40 yaşındaki Didem Mollaoğlu gezgin olma hayali kurarken işten çıkarıldı ve bu vesileyle yollara düştü. Tekrar kurumsal hayata dönmek istemediğini söyleyen Mollaoğlu 'Çünkü bambaşka bir dünyanın varlığını gördüm. Hem çalışıp hem de gezebileceğim bir iş yapmak istiyorum' diyor ve gezdiği 35 ülkenin ardından yeni rotalar için para kazanmanın yollarını arıyor. Seyahat etmek isteyenlere ise Bosna atasözünü hatırlatıyor: 'Seyahatin önündeki tek engel, kapının eşiğidir.'
Ben evimden sabah 6da çıkıp akşam 10da anca dönebiliyorum sırf hayatta kalıp kiramı faturalarımı ödeyebilmek için ama bunu kimse haber yapmıyor. Beyaz yakalı minimum 4 bin lira maaş alan ve bundan sıkılıp kendine dert arayan birisi haber oluyor, bir de günde 12 saat çalışan işçi olmayı denesin belki mutlu olur.
Hesapladım,ben kovulursam tazminatla anca Sivas'a kadar gidebiliyorum.

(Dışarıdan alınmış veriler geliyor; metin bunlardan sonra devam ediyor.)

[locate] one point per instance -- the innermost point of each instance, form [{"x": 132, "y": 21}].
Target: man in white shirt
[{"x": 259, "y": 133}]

"gübrelerle dolu vagonda 13 saat yolculuk ettim" vay aminyum "omzum kırık halde 90km motor kullandım" vay amk robocop resmen (alkışlar)... stereotipik bir beyaz yakalının gösteriş manyaklığı, vizyonsuzluğu ve lumpenliği işi bırakınca geçmiyor anlaşılan. şu "hayallerini gerçekleştiren (kalb kalb kalb)" ya da "hepimizin hayalini gerçekleştiren gezgin (kalb kalb kalb)" tiplerinden bıktım. 35 ülke gezdin diye saygı mı duyalım ? ya da gübre dolu vagonda yolculuk ettin diye büstünü mü dikelim ? yolculuk insanın kendisi için yaptığı bir eylemdir ! başka insanların bu deneyimi yaşaması senin paylaştığın 2-3 yazı ve 2-3 fotoğrafla sağlanmıyor. beyaz yakalılıktan ticarete atılıp başarılı olan ve instagramda malını mülkünü paylaşan adamdan daha fazla saygı duymuyorum sana. çünkü ikiniz de sizi ilgilendiren meseleleri başkasının gözüne g.tüne sokmaktan fazla bir şey yapmıyorsunuz. tamam en güzel siz geziyorsunuz...azalarak bitin artık.